In the second instance, auditors found that Exxon included its cost recovery statement for the Stabroek Block, 100% of the costs associated with an Emergency Response Study for oil spills from Guyana wells. Auditors said the Stabroek Block revenues should not have been used to cover 100 percent of this activity since the study looked at wells in the Kaieteur and Canje blocks.
Auditors said Stabroek’s share should have been 50% of the cost or US$ 32,575 while Canje’s share should have been 25% or US$16,287.64 and Kaieteur’s share 25% or US$16,287. Exxon was therefore asked to return US$ 32,575 to the Stabroek Block’s account.

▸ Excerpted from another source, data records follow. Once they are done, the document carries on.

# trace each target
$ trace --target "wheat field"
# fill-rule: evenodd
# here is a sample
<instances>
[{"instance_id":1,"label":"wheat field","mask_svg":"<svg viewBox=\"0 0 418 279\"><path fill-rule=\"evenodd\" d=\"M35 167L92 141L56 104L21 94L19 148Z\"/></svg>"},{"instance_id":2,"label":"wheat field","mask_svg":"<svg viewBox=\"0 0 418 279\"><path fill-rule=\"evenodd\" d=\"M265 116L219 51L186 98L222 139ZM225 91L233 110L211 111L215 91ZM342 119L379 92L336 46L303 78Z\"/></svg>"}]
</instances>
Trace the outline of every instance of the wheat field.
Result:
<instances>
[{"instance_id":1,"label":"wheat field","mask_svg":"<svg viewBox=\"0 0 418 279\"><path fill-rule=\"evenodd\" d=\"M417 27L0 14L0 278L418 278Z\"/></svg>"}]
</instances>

In the third case, auditors said Exxon charged the Stabroek Block’s producing projects, 100 percent of the cost for various vehicles. The auditors contended that since the vehicles are also used to support activities related to the Kaieteur and Canje blocks, Exxon must return US$404,285 to the Stabroek Block account.
In the fourth case, the auditors said Exxon charged the account of producing Stabroek Block projects, 100 percent of the renovation costs for Exxon’s Duke Street office, including upgrades, furniture, and setup costs. Auditors reasoned that Exxon operates all of its Guyana operations out of the Duke Street office, so charging 100% of the more than US$6 million of renovation costs entirely to the Stabroek Block’s account “is patently inequitable.”
In the fifth case, auditors found that Exxon charged the account of producing Stabroek Block projects 100% of the costs from Environmental Resources Management, ERM Guyana, and RPS Group for various studies on the impact of oil and gas operations on fish, bird, and turtle migrations, habitats, and survival. Auditors urged Exxon to return US$1,391,902 to the Stabroek Block account.
Meanwhile, the second audit report on ExxonMobil Guyana Limited’s expenses totalling US$7.3B has exposed how the company brazenly used Stabroek Block profits to pay for drill ship expenses related to two separate and distinct blocks—Kaieteur and Canje.
In this case, the auditing team found that Exxon had four drill ships from Noble Corporation working during early 2020. However, the COVID-19 pandemic made staffing all four vessels challenging. Auditors were informed that Exxon took the decision to suspend the services of the Stena Carron drillship and the Noble Tom Madden and move them closer to shore into a “hot standby” (idle but still operational) mode until the staffing issues could be alleviated.
In the case of the Stena Carron, auditors said records show Exxon had Stena on standby to execute works for Stabroek as well as Canje and Kaieteur which it walked away from this year.
Records show that Exxon had the Stena Carron drill ship drill the Tanager-1 well in the Kaieteur Block beginning September 9, 2020 and ending November 23, 2020. Stena was then moved to the adjacent Canje Block where it worked on the Bulletwood-1 well which began December 31, 2020 and ended March 2, 2021. Stena was also used to drill the second well in Canje called Jabillo-1 which began on March 12, 2021 and ended March 20, 2021.